Sin violencia física, como
les gusta justificar a viva voz; con intimidación solo psicológica, pero
violencia al fin, nos miden el grado de catalanidad con baremos tan
infantiles, por no llamarlos racistas, como el nivel de catalán de sus
ciudadanos, el partido al que pertenecen, la bandera que cuelgan en su
balcón, los libros que compran y su sentimiento de independencia.
También el nacionalismo de aquí ha tenido sus ladrones de guante
blanco. El colmo ha sido Jordi Pujol, presidente de la Generalitat
durante treinta años, cuya lucha patriótica y soberanista era solo
estrategia para beneficio económico del mismo Pujol y el de su familia,
llevándose el dinero a paraísos fiscales y preparando el país para que
su hijo pudiera heredarlo. (...)
Hasta que aparece en escena Artur Mas, presidente de la Generalitat,
con su órdago independentista embrollando a los catalanes, siempre bien
avenidos, ahora divididos en un país que muchos califican de enfermo.
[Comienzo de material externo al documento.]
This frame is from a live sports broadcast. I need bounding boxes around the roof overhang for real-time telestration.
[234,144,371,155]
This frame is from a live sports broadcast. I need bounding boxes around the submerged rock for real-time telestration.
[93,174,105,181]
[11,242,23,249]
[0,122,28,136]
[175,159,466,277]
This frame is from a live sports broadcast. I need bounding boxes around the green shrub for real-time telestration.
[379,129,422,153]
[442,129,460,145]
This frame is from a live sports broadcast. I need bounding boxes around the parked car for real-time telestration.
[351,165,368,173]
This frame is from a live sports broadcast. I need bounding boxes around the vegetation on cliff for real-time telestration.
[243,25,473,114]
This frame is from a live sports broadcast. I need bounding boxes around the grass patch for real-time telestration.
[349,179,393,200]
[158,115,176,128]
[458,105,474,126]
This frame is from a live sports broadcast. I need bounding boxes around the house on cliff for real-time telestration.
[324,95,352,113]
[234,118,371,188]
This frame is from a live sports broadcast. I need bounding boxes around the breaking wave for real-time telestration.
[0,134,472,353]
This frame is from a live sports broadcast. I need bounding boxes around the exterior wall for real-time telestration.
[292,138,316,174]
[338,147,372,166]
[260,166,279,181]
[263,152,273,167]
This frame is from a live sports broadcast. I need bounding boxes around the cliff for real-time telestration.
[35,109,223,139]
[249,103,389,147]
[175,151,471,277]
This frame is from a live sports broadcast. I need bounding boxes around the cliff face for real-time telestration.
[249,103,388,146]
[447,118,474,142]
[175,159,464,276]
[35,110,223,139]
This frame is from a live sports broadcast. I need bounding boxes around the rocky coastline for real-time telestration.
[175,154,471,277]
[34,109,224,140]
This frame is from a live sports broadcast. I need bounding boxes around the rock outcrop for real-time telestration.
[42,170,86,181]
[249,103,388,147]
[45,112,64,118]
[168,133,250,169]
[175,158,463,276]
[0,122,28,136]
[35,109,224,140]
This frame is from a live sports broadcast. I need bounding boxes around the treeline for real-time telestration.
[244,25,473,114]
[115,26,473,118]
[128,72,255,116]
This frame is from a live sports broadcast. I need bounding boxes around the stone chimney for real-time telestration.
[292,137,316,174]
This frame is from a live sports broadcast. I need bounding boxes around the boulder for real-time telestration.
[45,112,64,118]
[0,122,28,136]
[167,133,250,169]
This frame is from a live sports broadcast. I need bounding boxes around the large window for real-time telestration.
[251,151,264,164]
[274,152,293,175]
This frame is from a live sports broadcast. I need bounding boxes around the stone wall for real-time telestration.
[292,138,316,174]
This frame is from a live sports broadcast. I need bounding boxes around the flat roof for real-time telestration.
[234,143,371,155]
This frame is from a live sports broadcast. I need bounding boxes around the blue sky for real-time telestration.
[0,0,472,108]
Si
se había definido que era catalán todo aquel que trabajaba y vivía en
Cataluña, el Gobierno de CiU añadió un concepto ideológico: “Y de
aquellos que tienen voluntad de serlo”.
Esta añadidura significó el
comienzo de un proyecto nacionalista exclusivo ideado para dar patentes
de catalanidad a quienes trabajen para merecerlo. A partir de
entonces, los escritores catalanes que escribimos en castellano, junto
con los que, también haciéndolo en catalán, son críticos con el
nacionalismo, pasamos a convertirnos en anticatalanes.
Enemigos del
pueblo. Usted sabe mejor que yo, señor Orwell, que el peligro de todo
nacionalismo es “el hábito de identificarse con una única nación o
entidad, situando a esta por encima del bien y del mal y negando que
exista cualquier otro deber que no sea favorecer sus intereses”.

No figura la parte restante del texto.